An Exclusive AMFM Magazine Interview with Paul Salfen
When Hildur Guðnadóttir’s name appears in a film’s credits, audiences brace themselves for something extraordinary. The Oscar, Grammy, and Emmy-winning Icelandic composer (Chernobyl, Joker, Tár) has once again delivered a score that feels inseparable from the screen with Nia DaCosta’s bold 2025 reimagining of Henrik Ibsen’s Hedda Gabler, simply titled HEDDA.
Starring Tessa Thompson as a biracial, queer Hedda trapped in a stifling 1950s English country estate, the Amazon Studios film transforms Ibsen’s 1891 tragedy into a single feverish night of manipulation, lust, and rage at a lavish house party. Hedda’s former lover is now Eileen Lovborg (a woman and a brilliant writer), adding fresh electricity to the central relationship. Over the course of one evening, Hedda unleashes what the film calls her “ferocious appetite to inflict pain” on everyone around her.
Shortly before the film’s streaming debut on Prime Video, AMFM Magazine’s Paul Salfen caught up with Guðnadóttir (calling in from Beverly Hills) to talk about the seductive, jazz-infused score that has already become one of the most talked-about of the year.
Paul Salfen: When Nia DaCosta came to you with this very modern, very queer, very 1950s take on Hedda Gabler, was it an immediate “yes”?
Hildur Guðnadóttir: It really was one of those projects where I couldn’t say no. It was such a treat. The script has so many layers, and musically it felt like every new layer was another moment of “Oh yes, this is going to be fun.”
PS: You’ve called the score “jazzy,” which feels perfect for that smoky, late-night party atmosphere. How did you land on that sound?

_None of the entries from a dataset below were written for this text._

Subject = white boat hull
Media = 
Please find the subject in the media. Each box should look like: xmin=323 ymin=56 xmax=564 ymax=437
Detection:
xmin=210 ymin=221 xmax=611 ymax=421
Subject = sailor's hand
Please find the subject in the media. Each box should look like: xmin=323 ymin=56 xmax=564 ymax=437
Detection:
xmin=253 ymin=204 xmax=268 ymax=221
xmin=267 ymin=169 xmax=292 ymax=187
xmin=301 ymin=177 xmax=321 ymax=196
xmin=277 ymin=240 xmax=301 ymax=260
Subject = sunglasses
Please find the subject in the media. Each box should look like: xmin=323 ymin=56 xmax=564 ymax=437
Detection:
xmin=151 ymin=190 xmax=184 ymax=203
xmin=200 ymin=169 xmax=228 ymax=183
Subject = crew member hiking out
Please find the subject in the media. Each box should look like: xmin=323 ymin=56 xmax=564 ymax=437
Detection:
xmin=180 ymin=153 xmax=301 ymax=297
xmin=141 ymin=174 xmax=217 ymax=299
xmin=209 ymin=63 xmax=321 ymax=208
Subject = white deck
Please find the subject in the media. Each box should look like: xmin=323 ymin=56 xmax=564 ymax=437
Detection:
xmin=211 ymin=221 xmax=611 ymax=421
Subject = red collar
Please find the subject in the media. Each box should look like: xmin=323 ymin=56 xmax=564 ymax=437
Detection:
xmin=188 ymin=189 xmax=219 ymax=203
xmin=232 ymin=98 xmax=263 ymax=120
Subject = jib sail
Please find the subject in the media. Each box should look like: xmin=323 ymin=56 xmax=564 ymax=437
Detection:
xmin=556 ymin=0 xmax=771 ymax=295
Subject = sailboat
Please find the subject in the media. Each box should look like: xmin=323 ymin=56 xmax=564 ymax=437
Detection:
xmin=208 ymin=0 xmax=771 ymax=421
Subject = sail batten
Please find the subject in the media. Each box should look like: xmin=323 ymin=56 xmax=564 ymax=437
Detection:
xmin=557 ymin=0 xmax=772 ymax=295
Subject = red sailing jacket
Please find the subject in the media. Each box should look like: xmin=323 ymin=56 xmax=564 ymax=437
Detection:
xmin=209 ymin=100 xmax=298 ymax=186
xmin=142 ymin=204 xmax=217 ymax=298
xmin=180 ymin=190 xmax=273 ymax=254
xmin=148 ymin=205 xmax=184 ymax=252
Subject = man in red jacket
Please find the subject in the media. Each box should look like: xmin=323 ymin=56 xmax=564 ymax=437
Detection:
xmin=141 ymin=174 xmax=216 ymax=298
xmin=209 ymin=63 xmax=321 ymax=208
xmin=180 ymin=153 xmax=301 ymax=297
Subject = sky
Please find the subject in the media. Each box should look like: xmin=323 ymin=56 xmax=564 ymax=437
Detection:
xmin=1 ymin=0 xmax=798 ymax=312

HG: The people playing the parts — the band in the film, the singer, the percussionists, the incredible trumpet player who carries so many of the themes with such sensitivity — they were essential. Finding exactly the right musicians felt like a series of light-bulb moments. When we got it right, it was like, “Yes, this is it.”
PS: Hedda is such a canonical, almost untouchable character in theater. Does that come with pressure, or does the fact that she’s been interpreted so many ways since 1890 actually make it less scary?
HG: A bit of both, I think. People have very strong feelings about her, but she’s also impossible to pin down. She’s devious, thrilling, sensitive, cruel — all at once. We’ve seen so many versions of her that it actually frees you up. There’s a lot of creative juice in this character, and Nia’s take — making her biracial and queer, setting it in the 1950s — opened even more doors.
PS: One of the most magical moments on the soundtrack is the choir made up of the actual cast and crew singing together on set around that broken chandelier. Can you tell us about that?
HG: That was probably the most special musical experience of the whole process. We recorded everyone — cast, crew, everybody — singing together in that room. It was a way of celebrating the hundreds of people it takes to make a film. Breathing together, singing together… I’ll hold that moment really close forever. The entire creative process on this film was joyful, full of excitement about making things together.
PS: You’ve had an extraordinary run the last few years. Young composers look at you and think, “That’s the dream.” What advice do you give them?
HG: Patience. Real patience. I released my first solo album twenty years ago, and I was making music for a long time before anyone paid attention. That time was a gift — it let me find my own voice without pressure. Today everything moves so fast and people want instant results, but the biggest marker of whether you’re doing something right is how you feel when you’re doing it, not external validation. And be soft with yourself. We’re our own harshest critics. Some days the notes don’t come, and that’s okay. At the end of the day… it’s just music. You can let it go.
PS: Speaking of what’s next — you have Danny Boyle’s 28 Years Later coming in January, then Maggie Gyllenhaal’s The Bride in March (which you’ve teased as “crazy, bombastic, wild”), and a big 20th-anniversary orchestral tour. Is there ever a quiet moment?
HG: [laughs]No. Never a dull moment, and I love it.
HEDDA is now streaming on Prime Video, and its soundtrack — a heady cocktail of late-night jazz, haunting trumpet themes, and that unforgettable on-set choir — is available everywhere. If you listen closely, you can almost smell the cigarette smoke and feel the tension rising in that English country house.
As Guðnadóttir reminded us in closing: the joy is in the making. And with HEDDA, that joy is unmistakable.